A battery like no other

Let’s start with Vanadium – a word you will, no doubt, start to hear more. It’s been classified by the European Union as a ‘critical raw material’. That means it’s economically and strategically important for the European economy, but has a high-risk associated with its supply. Vanadium redox flow batteries can store vast amounts of wind, hydro and solar energy. There’s little surprise, then, that demand for the mineral is soaring.


Vanadium, the vanguard

V-flow batteries are safer, more scalable and longer-lasting than Lithium-ion batteries; in fact, they do not degrade for more than 20 years. And significantly, there’s much more Vanadium than Lithium in the Earth’s crust. That makes our current investigations in Norway incredibly exciting. With all eyes on renewables, Vanadium is set to become a vanguard in our green energy revolution. The Tesla battery may be safe for now, but in my opinion, not for much longer.

The forgotten element

Something else that may have a shelf life is nitrogen fertiliser.

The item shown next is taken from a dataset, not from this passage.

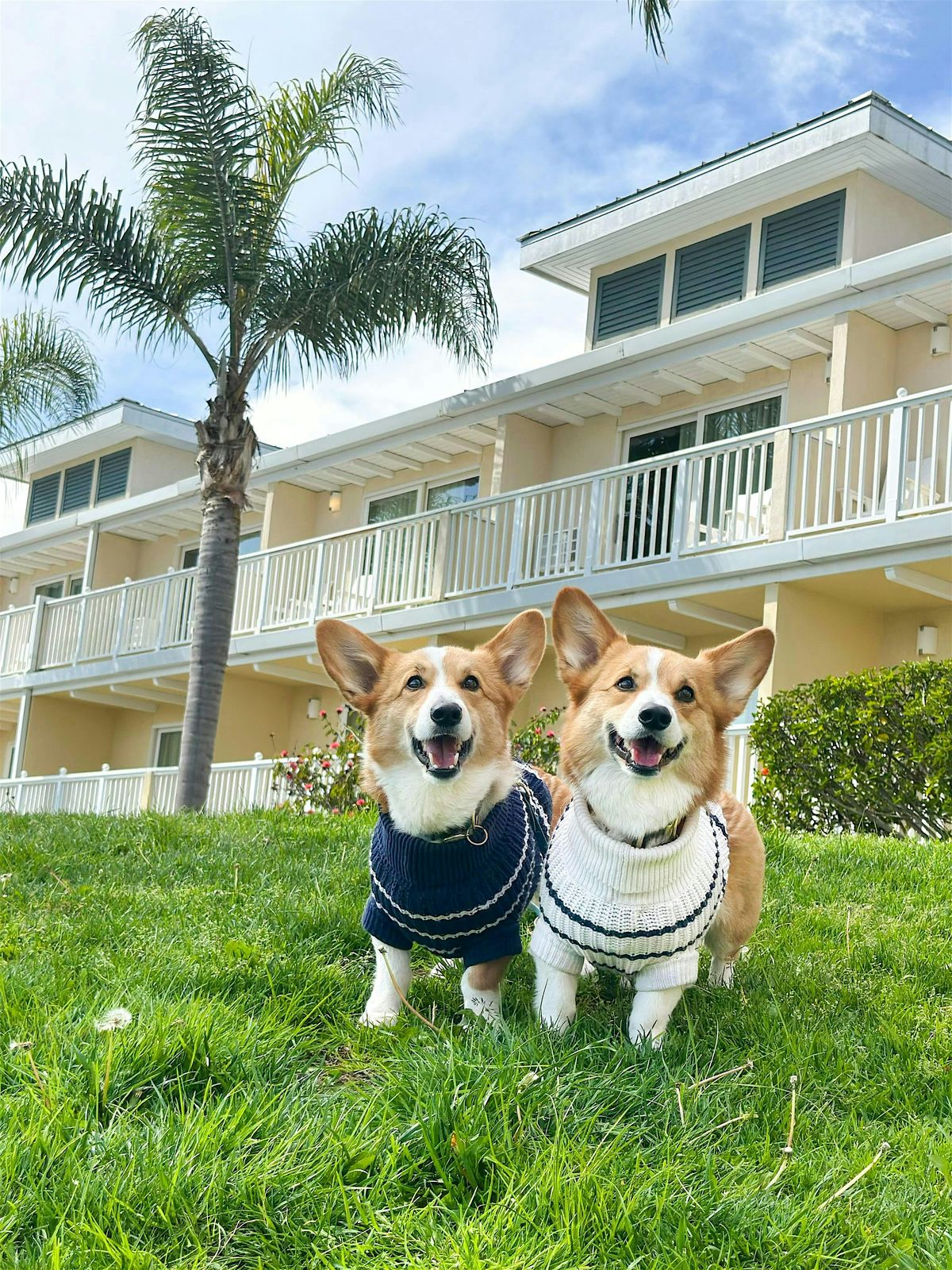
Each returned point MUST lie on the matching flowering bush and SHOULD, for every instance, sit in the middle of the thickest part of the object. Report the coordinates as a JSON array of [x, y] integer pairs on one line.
[[327, 778], [324, 778], [536, 742]]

Nitrous Oxide allegedly traps heat, depletes the ozone and, staggeringly, is said to remain active in the atmosphere for more than 100 years. I’ve heard it referred to as ‘the forgotten element of climate change’. Human-driven N₂O emissions have been growing unabated for many decades. The need for a less harmful alternative is clearly palpable.

Natural solution

Phosphate fertilisers are already providing the natural answer to global food security. The use of phosphate fertilisers in the past 50 years has boosted crop yields and helped feed millions, if not billions, of people. Dubbed a ‘miracle mineral’ it’s also on the EU’s critical list – and with good reason. Scientists are warning of an ‘imminent crisis’ in the supply of phosphate, that underpins the world’s food supply. And that’s because the biggest supplies are outside Europe, posing risks to many countries that have little or no reserves. Currently, Kazakhstan provides the largest share of phosphorus at 77 per cent.

Timely task

With this in mind, our work at Norge Mining is timely, pressing – and pivotal. According to our investigations so far, Norway is sitting on large, untapped deposits of both vanadium and phosphates (and titanium – but that’s another article altogether). In tandem with the new ‘Green Deal’, we look forward to working with the EU in the future – and sourcing minerals that have the power to create a more sustainable Europe as it seeks to become climate-neutral by 2050.